Она могла допрашивать его о Джордане, обо всем, что он знал или подозревал, отлаживать на нем системы, тайпировать его, блокировать отдельные участки его памяти, делать все, что ей захочется, и у него не было способа предотвратить это.
Это было отмщение его отцу. Это была и власть над ним — ведь его, как и Гранта, только что взяли в отдел Ари. Позволь ей, сказал он тогда отцу. Позволь ей взять меня в свой персонал. Не спорь. Все в порядке. Ты сейчас не можешь позволить себе ссору с ней, и, возможно, это для меня хорошее место.
Потому что тогда он считал, что отец, измученный надеждой снова получить перевод, мог бы потерять слишком много.
Скажешь мне, говорил Джордан с величайшей строгостью, скажешь мне сразу же, если она начнет придираться.

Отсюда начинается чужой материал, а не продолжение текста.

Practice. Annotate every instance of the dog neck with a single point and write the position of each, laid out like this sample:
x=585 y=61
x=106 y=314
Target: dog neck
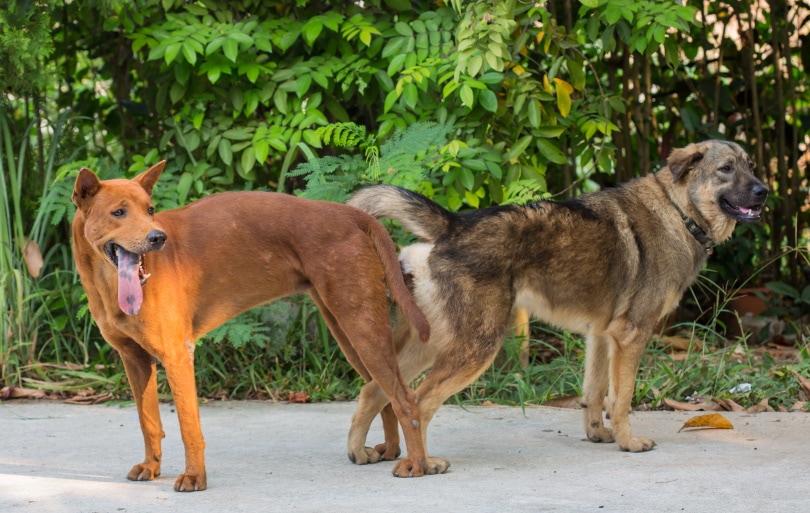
x=692 y=226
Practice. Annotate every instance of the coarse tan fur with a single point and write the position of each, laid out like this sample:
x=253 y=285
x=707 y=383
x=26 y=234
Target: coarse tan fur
x=204 y=263
x=608 y=265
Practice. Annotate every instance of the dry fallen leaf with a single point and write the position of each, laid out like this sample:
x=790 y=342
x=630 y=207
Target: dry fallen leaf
x=298 y=397
x=701 y=406
x=33 y=258
x=708 y=421
x=804 y=382
x=569 y=401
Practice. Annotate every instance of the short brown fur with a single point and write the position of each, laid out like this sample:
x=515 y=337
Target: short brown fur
x=218 y=257
x=608 y=265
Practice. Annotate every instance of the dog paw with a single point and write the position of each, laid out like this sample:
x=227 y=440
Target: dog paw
x=190 y=483
x=601 y=435
x=411 y=468
x=365 y=456
x=144 y=472
x=637 y=444
x=388 y=453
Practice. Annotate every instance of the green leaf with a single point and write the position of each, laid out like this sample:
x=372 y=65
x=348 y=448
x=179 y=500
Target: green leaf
x=184 y=185
x=231 y=49
x=311 y=30
x=390 y=99
x=171 y=52
x=467 y=96
x=302 y=85
x=280 y=101
x=248 y=161
x=534 y=112
x=551 y=152
x=488 y=100
x=410 y=94
x=403 y=29
x=467 y=178
x=519 y=147
x=225 y=151
x=783 y=289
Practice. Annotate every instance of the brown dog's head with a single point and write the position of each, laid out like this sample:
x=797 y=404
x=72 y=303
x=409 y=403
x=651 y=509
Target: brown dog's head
x=119 y=226
x=721 y=185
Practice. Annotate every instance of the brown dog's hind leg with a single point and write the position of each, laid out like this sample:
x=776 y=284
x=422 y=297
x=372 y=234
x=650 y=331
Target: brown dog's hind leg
x=179 y=365
x=626 y=354
x=597 y=374
x=141 y=372
x=365 y=335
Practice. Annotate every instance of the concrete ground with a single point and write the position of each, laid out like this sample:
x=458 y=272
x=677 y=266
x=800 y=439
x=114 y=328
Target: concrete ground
x=264 y=457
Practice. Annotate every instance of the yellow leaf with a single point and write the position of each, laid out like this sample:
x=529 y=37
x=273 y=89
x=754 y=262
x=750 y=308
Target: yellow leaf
x=709 y=421
x=546 y=84
x=564 y=90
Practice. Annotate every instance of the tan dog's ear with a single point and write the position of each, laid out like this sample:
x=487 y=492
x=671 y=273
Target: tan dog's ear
x=148 y=178
x=86 y=186
x=683 y=159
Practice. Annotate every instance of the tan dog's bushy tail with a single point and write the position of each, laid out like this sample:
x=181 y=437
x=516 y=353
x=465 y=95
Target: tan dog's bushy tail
x=393 y=276
x=417 y=214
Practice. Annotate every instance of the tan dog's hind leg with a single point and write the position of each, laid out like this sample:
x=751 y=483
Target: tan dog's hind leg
x=629 y=344
x=142 y=375
x=445 y=379
x=179 y=366
x=597 y=374
x=413 y=357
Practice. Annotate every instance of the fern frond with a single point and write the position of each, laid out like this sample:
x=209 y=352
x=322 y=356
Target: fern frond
x=343 y=135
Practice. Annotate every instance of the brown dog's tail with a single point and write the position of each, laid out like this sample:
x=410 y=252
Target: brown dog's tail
x=419 y=215
x=393 y=277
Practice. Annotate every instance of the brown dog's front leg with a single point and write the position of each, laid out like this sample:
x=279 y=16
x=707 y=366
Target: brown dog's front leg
x=624 y=365
x=142 y=375
x=180 y=371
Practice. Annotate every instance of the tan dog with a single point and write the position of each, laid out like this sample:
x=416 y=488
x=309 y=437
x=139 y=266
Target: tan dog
x=157 y=282
x=608 y=265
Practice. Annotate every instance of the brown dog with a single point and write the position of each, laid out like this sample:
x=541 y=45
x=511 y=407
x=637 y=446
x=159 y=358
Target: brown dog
x=608 y=265
x=157 y=282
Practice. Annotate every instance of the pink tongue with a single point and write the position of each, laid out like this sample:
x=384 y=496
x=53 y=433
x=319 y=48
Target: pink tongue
x=130 y=294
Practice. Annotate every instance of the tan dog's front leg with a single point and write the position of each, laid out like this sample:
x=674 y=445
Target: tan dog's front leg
x=180 y=372
x=142 y=375
x=626 y=356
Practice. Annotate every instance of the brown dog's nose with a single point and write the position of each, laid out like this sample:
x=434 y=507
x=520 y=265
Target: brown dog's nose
x=156 y=239
x=760 y=191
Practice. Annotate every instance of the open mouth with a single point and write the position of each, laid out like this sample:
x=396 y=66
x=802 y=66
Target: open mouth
x=131 y=277
x=740 y=213
x=113 y=250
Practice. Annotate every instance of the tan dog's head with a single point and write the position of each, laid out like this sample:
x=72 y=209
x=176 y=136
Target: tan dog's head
x=721 y=185
x=119 y=225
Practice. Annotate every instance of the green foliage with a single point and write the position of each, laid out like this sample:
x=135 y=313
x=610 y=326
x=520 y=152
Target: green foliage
x=26 y=46
x=537 y=100
x=402 y=160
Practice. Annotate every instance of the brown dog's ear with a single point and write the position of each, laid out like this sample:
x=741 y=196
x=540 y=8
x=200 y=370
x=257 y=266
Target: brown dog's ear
x=683 y=159
x=148 y=178
x=86 y=186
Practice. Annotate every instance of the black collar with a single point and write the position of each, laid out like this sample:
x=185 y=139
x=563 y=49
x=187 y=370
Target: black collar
x=695 y=229
x=697 y=232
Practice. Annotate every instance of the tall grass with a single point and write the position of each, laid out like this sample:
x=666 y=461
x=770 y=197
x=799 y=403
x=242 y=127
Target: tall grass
x=38 y=313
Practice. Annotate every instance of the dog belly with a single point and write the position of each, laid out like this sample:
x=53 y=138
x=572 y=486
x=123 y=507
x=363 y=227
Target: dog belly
x=568 y=318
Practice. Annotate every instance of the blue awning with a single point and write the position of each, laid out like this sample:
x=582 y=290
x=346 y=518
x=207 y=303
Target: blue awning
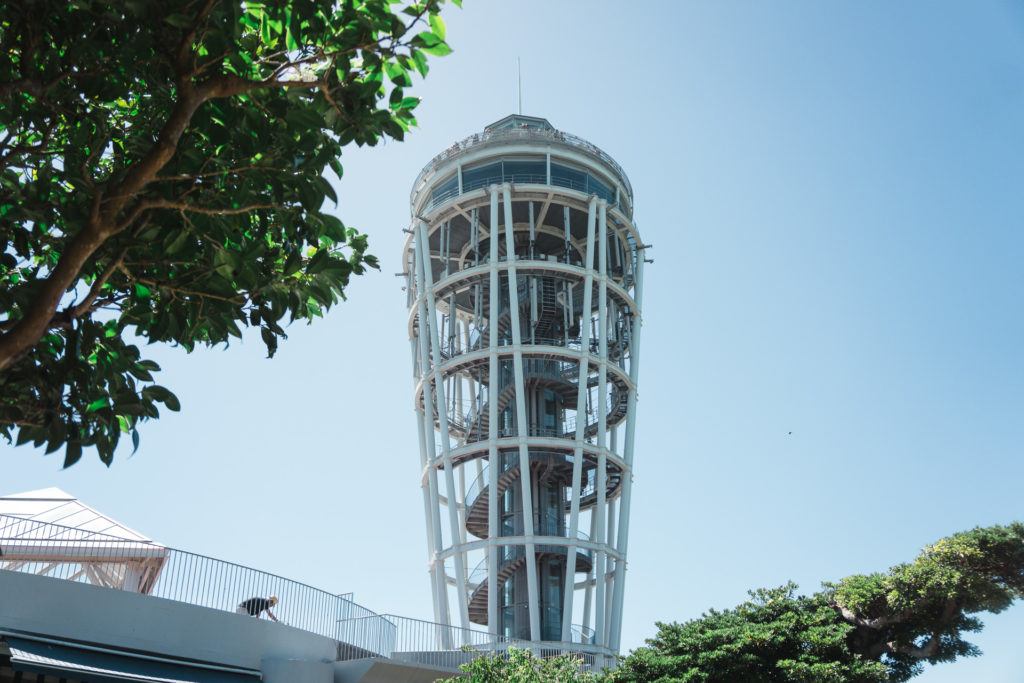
x=69 y=660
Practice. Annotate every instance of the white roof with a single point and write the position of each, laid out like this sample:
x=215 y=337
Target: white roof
x=57 y=507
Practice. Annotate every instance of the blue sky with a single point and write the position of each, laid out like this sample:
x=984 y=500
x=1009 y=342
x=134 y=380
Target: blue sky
x=834 y=191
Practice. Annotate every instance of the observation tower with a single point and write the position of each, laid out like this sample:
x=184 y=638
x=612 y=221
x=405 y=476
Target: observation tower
x=524 y=275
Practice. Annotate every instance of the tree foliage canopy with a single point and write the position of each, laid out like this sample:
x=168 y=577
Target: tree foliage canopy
x=866 y=628
x=162 y=174
x=520 y=666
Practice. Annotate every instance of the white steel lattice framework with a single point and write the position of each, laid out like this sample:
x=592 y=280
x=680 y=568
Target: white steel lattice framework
x=524 y=273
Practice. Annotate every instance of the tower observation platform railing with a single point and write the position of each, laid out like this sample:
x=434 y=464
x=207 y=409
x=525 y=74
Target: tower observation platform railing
x=512 y=135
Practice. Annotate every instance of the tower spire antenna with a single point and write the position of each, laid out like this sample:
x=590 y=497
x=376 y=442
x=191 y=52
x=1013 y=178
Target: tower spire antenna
x=518 y=61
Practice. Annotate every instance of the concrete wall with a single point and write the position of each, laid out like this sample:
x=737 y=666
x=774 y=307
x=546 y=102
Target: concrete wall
x=128 y=621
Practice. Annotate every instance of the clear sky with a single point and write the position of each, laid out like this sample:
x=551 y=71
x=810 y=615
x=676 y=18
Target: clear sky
x=836 y=197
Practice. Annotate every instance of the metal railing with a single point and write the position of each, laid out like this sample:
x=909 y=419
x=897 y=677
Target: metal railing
x=412 y=640
x=71 y=554
x=142 y=566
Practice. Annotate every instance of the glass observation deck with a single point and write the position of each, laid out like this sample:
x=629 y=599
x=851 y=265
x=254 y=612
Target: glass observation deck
x=550 y=168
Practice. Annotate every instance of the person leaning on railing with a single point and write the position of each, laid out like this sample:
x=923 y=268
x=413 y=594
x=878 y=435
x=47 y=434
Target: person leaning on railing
x=256 y=606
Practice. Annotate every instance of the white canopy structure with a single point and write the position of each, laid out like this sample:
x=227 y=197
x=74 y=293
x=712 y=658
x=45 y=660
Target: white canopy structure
x=51 y=532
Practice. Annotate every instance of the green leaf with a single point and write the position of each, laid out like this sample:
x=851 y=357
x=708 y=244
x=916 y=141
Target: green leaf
x=178 y=20
x=437 y=26
x=98 y=404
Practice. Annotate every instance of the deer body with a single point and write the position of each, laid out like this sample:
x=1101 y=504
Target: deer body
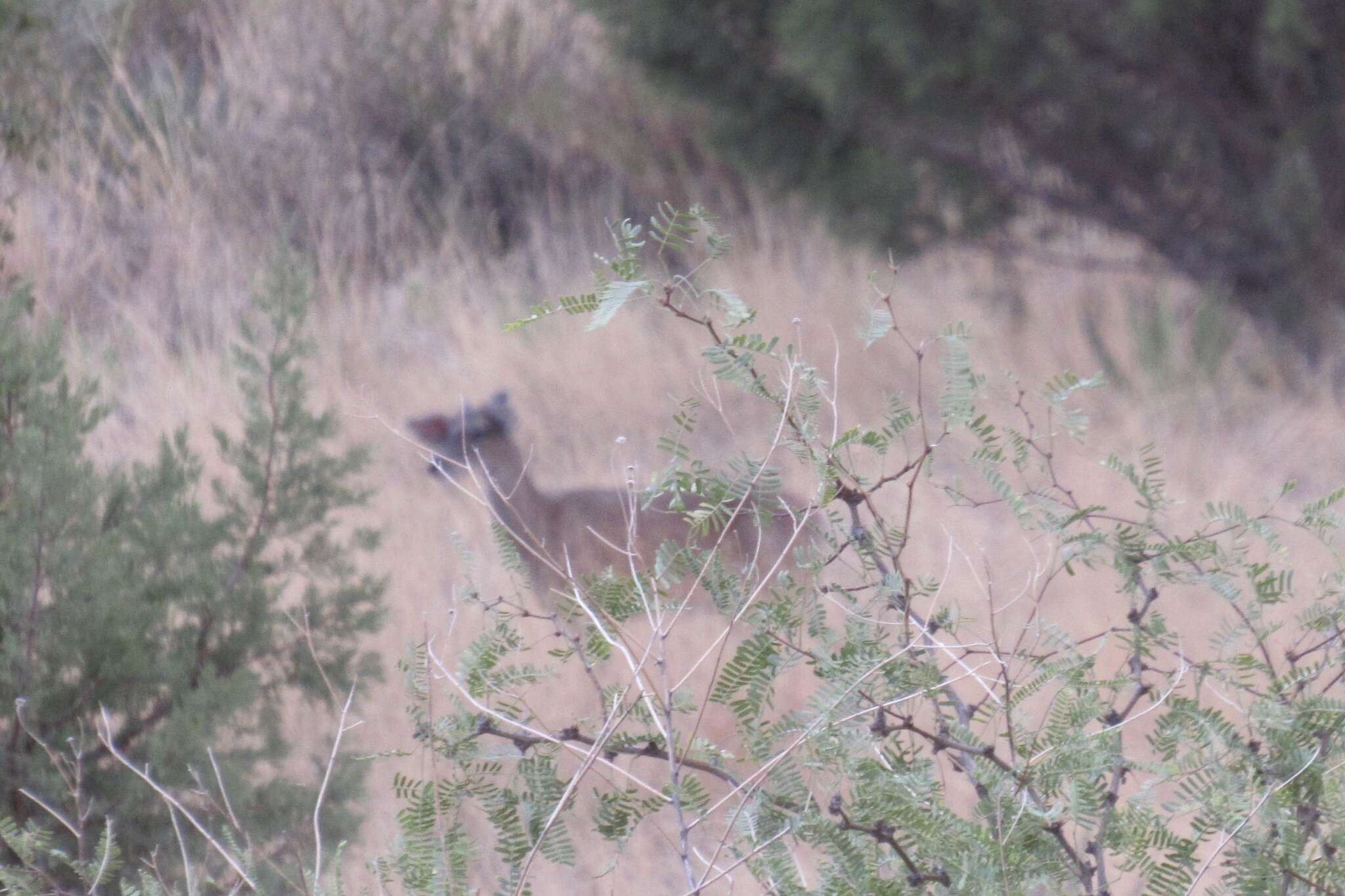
x=581 y=531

А тревога была. И даже более, чем тревога, со второго дня его пребывания в том крыле — с разговора Ари в ее кабинете, Ари слишком близко и притрагивается к нему под предлогом чистого дружелюбия, но постепенно привнося слишком много личного, спокойно приговаривая при этом, что она привлекла его в свое крыло отнюдь не только из-за результатов тестирования, и что они оба, и он и Грант, могли бы… оказать ей услугу, что другие ее помощники так и поступают, и что такое положение в порядке вещей для ее персонала. В противном случае, намекнула она, существовали способы осложнить жизнь.
Он испытывал отвращение и испуг, и, что хуже всего, он видел намерение Ари, ловушку, которую она готовила, а самого себя чувствовал рычагом, которым она собиралась подцепить Джордана. Прекрасный способ спровоцировать его на инцидент, который в дальнейшем она сможет использовать. Так что он не отказался от своей роли даже тогда, когда она обняла его; и продолжал работать над отчетами в то время, как она сидела на подлокотнике его кресла, положив руку ему на плечо. Она приглашала его в свой кабинет после работы, задавала ему вопросы, делая вид, что выверяет отчеты сотрудников, а он что-то отвечал, не особенно задумываясь и не желая запоминать свои слова потому, что у него не было возможности заниматься тем, о чем она его спрашивала. Ему никогда в жизни не хотелось делать то, о чем она говорила; и он подозревал, что и без лент, без наркотиков, без ничего, пользуясь только его наивностью и своим мастерством, она лепила всю его жизнь. Он мог бы бороться, стать циничным, дерзко отвечать ей, играя в ту же игру, — но это была Ее игра.
— Я что-нибудь придумаю, — сказал он Гранту. — Из этого должен быть выход. Все будет хорошо. — И он позволил Гранту отправиться к себе, чтобы упаковать вещи, а сам остался стоять в одиночестве в гостиной, охваченный ознобом, проникшим до костей. Он хотел позвонить Джордану, попросить совета, вдруг закон допускал какие-нибудь действия.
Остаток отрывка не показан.